Once they find out who I really am, they’ll go away.
For so long, that was my truth. A deeply held belief. And to be fair, there is plenty about me that can send something running for the hills (and has done so).
My love of Dad jokes, IBS farts, a propensity for info dumping and a bad habit of getting so deeply stuck inside my own head, that I forget that people around me have lives as well.
I’ve had people change their mind about fooling around with me after the first kiss, because my intensity was not their cup of tea.
What has never happened though, is someone getting to know me and deciding I was a monster, or even a bad person.
Go figure.
I have a somewhat odd anniversary coming up. This August, it will be four years since I made a mistake in play, that left both me and the person I played with devastated.
In retrospect, it all makes a lot of sense. I wasn’t in the right headspace to play, and it made my ADHD worse. I did something that was meant to be playful, something I’d done before with other partners. What I’d forgotten in that moment though, was that this was a major trauma trigger for the person I played with.
I tried my best to console them, but I spiraled into self-loathing and was such a wreck that I just made things worse.
That was the incident that landed me in therapy.
Four years later, I’m at my second series of therapy, doing EMDR to get to the bottom of all the old pain underlying that feeling. That sense that if people were to see behind the mask, if they’d see the messy reality behind the carefully curated facade, they’d respond with revulsion.
Writing that makes me chuckle, because honestly: that facade was never that good. Everybody could see the mess a mile away. I wasn’t fooling anybody anyway, I was just wasting a ton of energy trying.
I’m doing so much less of that masking now. If you’d have told me that 4 years ago, the thought would have terrified me.
But here’s the difference: it’s no longer scary, because I like myself a whole lot more these days. And since I like myself more, it’s also no longer unfathomable that other people like me!
Not everybody, and that’s fine. But the people in my life: they like the chaos, the passion, the intensity.
A while ago, @Reannah said something that stuck by me. I’d lamented that I felt like I should be making her life easier, and she scoffed at me.

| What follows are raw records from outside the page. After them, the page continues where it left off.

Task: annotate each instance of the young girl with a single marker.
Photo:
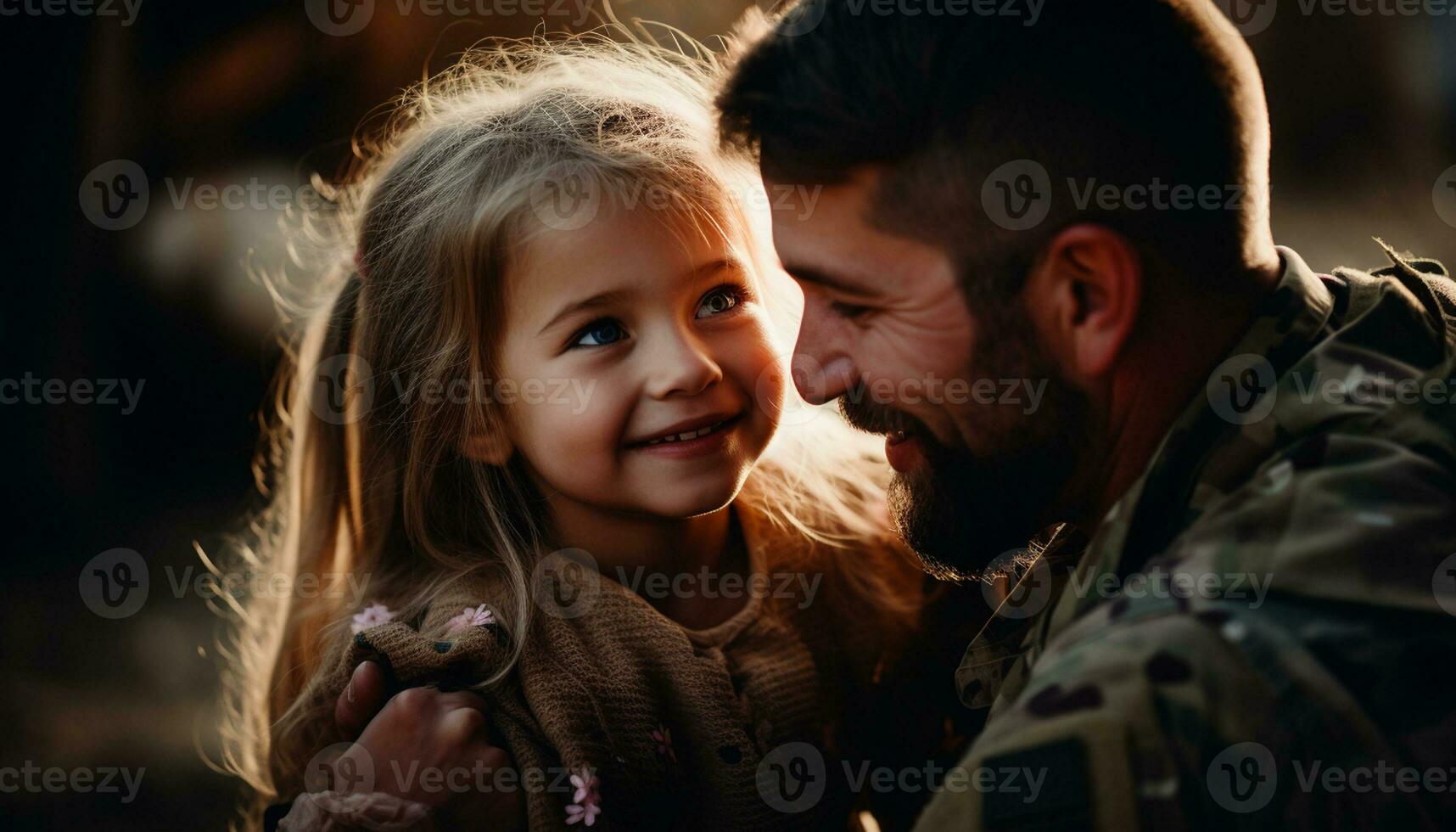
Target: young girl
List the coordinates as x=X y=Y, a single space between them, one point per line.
x=535 y=417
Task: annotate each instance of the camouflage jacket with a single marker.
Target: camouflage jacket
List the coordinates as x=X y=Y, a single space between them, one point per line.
x=1261 y=634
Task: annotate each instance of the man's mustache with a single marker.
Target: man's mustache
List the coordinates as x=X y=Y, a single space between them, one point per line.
x=874 y=417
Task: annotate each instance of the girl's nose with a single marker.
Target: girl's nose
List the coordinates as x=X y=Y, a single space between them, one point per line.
x=680 y=364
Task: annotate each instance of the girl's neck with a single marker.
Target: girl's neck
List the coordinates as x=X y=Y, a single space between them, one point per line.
x=630 y=541
x=646 y=553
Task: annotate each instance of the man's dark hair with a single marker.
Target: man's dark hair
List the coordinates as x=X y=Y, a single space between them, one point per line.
x=1100 y=92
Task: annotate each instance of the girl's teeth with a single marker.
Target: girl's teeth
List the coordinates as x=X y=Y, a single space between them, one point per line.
x=689 y=435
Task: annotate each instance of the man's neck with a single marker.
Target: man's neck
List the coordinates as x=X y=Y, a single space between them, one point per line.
x=1168 y=368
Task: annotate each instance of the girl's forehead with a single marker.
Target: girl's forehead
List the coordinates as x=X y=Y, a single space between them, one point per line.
x=624 y=251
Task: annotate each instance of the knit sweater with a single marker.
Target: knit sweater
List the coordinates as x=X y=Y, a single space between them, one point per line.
x=746 y=724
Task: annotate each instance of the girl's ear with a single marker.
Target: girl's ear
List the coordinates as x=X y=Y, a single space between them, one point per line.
x=491 y=447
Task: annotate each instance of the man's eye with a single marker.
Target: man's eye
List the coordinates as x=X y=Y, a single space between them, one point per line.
x=600 y=334
x=720 y=301
x=848 y=309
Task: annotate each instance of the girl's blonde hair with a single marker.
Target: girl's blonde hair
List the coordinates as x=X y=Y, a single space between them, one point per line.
x=414 y=252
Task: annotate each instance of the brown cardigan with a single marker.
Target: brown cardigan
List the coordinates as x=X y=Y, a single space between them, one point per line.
x=676 y=724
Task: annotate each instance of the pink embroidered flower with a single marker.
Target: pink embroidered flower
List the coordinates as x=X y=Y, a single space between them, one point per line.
x=373 y=616
x=587 y=803
x=478 y=616
x=664 y=744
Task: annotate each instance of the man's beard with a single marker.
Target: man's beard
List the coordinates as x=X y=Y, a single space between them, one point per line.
x=963 y=509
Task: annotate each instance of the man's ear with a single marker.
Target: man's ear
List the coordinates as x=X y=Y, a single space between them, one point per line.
x=488 y=447
x=1085 y=293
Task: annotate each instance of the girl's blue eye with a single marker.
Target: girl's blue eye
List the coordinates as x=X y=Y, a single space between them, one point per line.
x=720 y=301
x=600 y=334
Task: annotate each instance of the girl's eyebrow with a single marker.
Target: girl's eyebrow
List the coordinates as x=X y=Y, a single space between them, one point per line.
x=596 y=301
x=619 y=296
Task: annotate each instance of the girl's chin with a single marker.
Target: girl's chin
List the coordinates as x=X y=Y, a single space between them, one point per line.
x=689 y=498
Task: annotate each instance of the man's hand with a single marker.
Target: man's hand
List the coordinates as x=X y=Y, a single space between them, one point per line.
x=430 y=748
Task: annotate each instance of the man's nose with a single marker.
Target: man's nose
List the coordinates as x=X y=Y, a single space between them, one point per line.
x=681 y=366
x=819 y=376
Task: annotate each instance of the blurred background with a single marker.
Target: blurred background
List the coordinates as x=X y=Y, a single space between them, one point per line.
x=256 y=95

“You make things easier? That’s never going to work. More fun, interesting, and horny? Definitely! Easier? Forget it. That’s wasted effort.”
It took me aback for a second, but there is a deep truth there. I was still in the mindset of what I should be bringing to the table, and how I fell short. In that one comment, she showed me what I was bringing to the table, just by being me. No effort required, just be myself.
So, once they find out who I really am … they won’t run away. Some will go: “Meh, not for me”, some will say: “That’s nice!”, and every now and then somebody will go “Fuck yeah!”
So simple, but such a big difference.